Canto da companheira

 

Canto Primeiro

Ainda que no meu minuto de poesia eu praticasse

o nudismo completo da alma

e as gentes se curvassem diante da minha pureza;

embora eu possuísse a graça dos lírios do campo

e a minha palavra fosse como água clara

rolando da montanha

e eu me sentasse ao lado dos grandes

em sabedoria;

e ainda que eu tivesse a beleza de Paulina Bonaparte

e os homens me chamassem divina

e a doçura das úmidas bergamotas

meu amado sempre achasse em minha boca;

ainda assim, tudo faltaria

se eu não tivesse o humano em todos os meus gestos.

Se o rosto de todas as crianças

eu não quisesse banhado de ventura

como se elas tivessem brotado de minha carne

e devorado meu sangue antes de nascer.

Se eu não tivesse o humano em todos os meus gestos

e não fosse capaz de querer

para todo ser humano

o pão, a rosa e a paz.

 

Que eu saia de mim

Que eu saia de mim

e corte com ânsia todos os mares

e chegue a todas as praias sem fadiga.

Que eu esteja nas grandes planícies, nas montanhas, no lodo

e no tumulto, na orla dos lagos e dos abismos.

Que eu saia de mim

e fique nos caminhos o meu hálito.

Que todos os clamores e todos os risos

e também todos os silêncios repercutam em minha orelha

e a minha língua se torne clara e ardente como o sol

e todos me entendam, os meninos, os pobres.

Que eu saia de mim

e com a soma de minhas libertações

e a massa de minhas vitórias sobre mim

me volte leve e humana

para as angústias e os problemas dos homens.

Que eu saia de mim

e jamais interrogue sobre o princípio, sobre o fim,

mas sempre diante do universo

meu espírito agnóstico seja um olho comovido.

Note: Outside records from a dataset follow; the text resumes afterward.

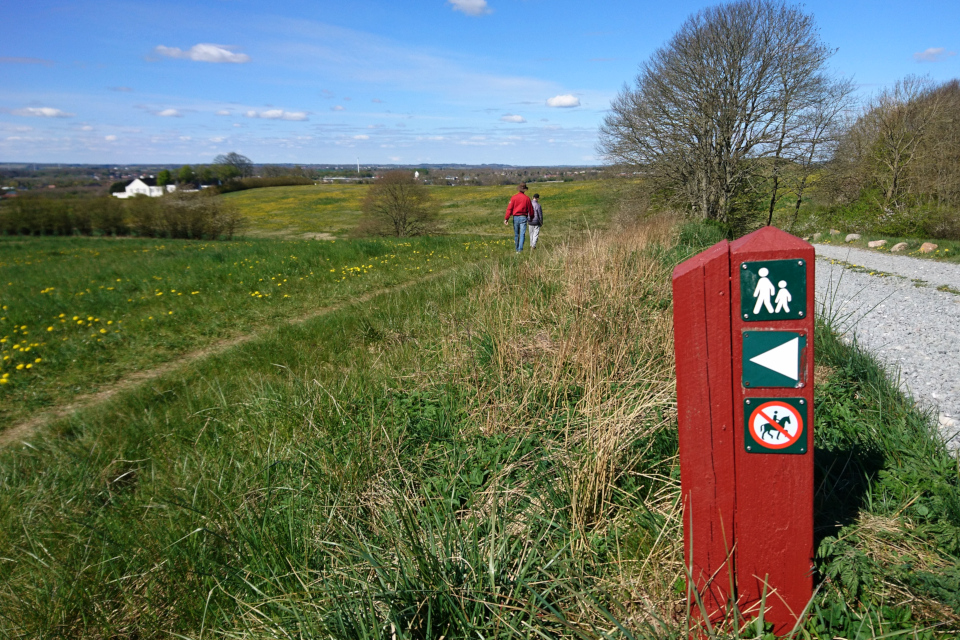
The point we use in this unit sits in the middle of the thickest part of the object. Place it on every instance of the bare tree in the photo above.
(821, 128)
(891, 134)
(397, 204)
(728, 89)
(234, 165)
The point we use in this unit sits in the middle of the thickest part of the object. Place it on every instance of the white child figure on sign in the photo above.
(764, 290)
(783, 297)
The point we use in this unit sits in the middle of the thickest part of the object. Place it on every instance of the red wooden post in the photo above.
(774, 528)
(701, 307)
(743, 330)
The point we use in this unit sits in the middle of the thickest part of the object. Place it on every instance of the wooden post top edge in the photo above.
(721, 249)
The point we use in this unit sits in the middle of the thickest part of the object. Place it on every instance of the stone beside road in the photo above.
(903, 319)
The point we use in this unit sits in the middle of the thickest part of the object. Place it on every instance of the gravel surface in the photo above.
(891, 304)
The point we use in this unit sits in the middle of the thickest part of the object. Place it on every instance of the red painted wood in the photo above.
(701, 295)
(774, 508)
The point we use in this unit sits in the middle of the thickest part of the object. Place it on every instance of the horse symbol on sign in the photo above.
(769, 429)
(775, 424)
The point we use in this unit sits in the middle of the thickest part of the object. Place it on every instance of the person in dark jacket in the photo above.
(536, 221)
(521, 209)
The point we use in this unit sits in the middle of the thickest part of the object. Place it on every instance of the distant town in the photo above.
(78, 180)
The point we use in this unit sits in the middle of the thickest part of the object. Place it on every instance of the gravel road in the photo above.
(892, 304)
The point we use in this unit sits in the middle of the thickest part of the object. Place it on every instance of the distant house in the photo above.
(145, 187)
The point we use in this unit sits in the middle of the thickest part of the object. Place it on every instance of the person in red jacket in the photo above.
(521, 208)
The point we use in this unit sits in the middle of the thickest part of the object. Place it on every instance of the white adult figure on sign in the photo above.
(764, 291)
(783, 297)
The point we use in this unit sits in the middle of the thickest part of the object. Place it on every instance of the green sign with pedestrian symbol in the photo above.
(773, 290)
(773, 358)
(775, 425)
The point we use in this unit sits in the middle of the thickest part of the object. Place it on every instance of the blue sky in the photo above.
(522, 82)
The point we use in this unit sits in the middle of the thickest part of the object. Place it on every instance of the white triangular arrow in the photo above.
(784, 359)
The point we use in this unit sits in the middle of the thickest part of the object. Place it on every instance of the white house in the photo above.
(146, 187)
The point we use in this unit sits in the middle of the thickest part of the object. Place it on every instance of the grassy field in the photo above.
(334, 209)
(489, 453)
(78, 313)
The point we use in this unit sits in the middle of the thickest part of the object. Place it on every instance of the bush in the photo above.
(176, 215)
(397, 205)
(184, 215)
(257, 183)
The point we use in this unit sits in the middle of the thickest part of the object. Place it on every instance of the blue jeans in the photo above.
(519, 231)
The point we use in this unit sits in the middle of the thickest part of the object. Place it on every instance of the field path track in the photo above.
(20, 431)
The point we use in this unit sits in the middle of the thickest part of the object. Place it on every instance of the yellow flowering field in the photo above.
(335, 208)
(76, 313)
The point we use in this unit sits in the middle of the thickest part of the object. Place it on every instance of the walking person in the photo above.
(536, 221)
(521, 209)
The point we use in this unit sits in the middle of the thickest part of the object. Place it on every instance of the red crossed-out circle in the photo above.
(765, 414)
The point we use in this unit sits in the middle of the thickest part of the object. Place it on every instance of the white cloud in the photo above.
(470, 7)
(564, 102)
(933, 54)
(42, 112)
(205, 52)
(22, 60)
(278, 114)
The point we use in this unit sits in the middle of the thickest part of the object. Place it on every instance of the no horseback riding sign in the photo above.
(775, 425)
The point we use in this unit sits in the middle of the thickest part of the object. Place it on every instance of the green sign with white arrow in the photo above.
(773, 358)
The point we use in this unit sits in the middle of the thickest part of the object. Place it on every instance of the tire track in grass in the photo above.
(27, 428)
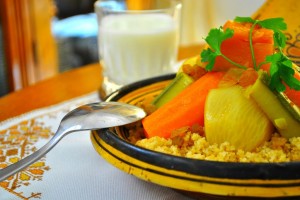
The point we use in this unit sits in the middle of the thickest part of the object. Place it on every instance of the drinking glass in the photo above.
(137, 39)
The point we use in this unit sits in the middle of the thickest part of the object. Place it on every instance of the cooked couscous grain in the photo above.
(195, 146)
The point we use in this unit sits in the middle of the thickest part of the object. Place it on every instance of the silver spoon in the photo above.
(88, 117)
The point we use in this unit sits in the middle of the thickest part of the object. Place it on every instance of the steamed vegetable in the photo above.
(186, 109)
(230, 47)
(231, 116)
(286, 124)
(179, 83)
(235, 55)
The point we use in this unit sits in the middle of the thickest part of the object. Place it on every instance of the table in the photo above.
(73, 169)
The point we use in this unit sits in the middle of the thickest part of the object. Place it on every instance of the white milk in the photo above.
(137, 46)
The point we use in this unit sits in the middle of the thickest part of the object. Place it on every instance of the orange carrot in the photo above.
(237, 48)
(186, 109)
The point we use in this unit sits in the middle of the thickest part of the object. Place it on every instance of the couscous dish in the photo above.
(238, 101)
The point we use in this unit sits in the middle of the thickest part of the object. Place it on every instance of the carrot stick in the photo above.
(237, 48)
(186, 109)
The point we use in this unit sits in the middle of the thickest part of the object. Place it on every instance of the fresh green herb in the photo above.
(281, 69)
(215, 38)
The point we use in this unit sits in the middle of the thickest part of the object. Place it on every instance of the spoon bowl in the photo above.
(87, 117)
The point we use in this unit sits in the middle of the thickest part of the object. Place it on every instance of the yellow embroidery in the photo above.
(17, 142)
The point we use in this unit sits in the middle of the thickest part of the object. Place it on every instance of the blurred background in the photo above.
(39, 39)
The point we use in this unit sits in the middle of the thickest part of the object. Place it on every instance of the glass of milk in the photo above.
(137, 39)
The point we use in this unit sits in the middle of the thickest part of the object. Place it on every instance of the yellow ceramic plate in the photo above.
(217, 180)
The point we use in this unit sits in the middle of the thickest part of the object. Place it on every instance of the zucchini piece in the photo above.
(179, 83)
(282, 119)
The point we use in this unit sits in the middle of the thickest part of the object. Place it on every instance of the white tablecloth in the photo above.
(72, 170)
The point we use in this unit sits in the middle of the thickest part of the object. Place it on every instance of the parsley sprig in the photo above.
(281, 69)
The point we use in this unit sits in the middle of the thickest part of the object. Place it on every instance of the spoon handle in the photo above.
(25, 162)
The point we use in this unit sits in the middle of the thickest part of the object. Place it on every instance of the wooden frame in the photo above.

Que eu saia para sempre de mim

e seja uma nova criatura

em que as cousas e os seres fiquem grudados.

Que eu não volte para mim

que para sempre me perca

e da criatura salva

todos sejam impregnados.

 

Amor

Em verdade te digo que não foi naquela hora

que te pertenci:

quando me tomaste nos tens braços poderosos

e me tiveste sob teus beijos e tua respiração.

Em verdade te digo que não foi naquela hora

mas quando, diante do teu, surgiu meu espírito livre e novo

de rebento inquieto deste século

e descobrimos todas as comunhões das nossas almas.

Quando conheceste as minhas derrotas

e disseste que eram triunfos.

Quando viste pulsar meu coração nu

e o festejaste.

Quando soubeste que nem sempre

os teus pensamentos são os meus pensamentos

nem os teus caminhos são os meus caminhos.

Mas o amor brilhou como nunca em tua face

e me surpreendeste com a cascata de palavras

de que eu tinha sede

desde a minha primeira hora consciente.

Foi quando te pertenci.

 

Maternidade

Arrepender-te-ás talvez

como de uma suprema profanação

de teres um dia me vestido

de bagos e de gomos

e para eles depois te atirado

como um fauno sem lei.

Oh, não te arrependas não

que me deste glória e honra

pois eu só via o milagre da árvore estéril

carregada de frutos

e o sumo das uvas escorrendo

dos seios que nunca amamentaram.

 

Canto da companheira

Sairei pela manhã clara em busca do pensamento do mundo.

Irei até as searas e as trepidantes fábricas

e surpreenderei o operário em seu labor.

Vê-lo-ei mover êmbolos e turbinas, hélices e tratores

e, comovida e atenta, lhe farei perguntas.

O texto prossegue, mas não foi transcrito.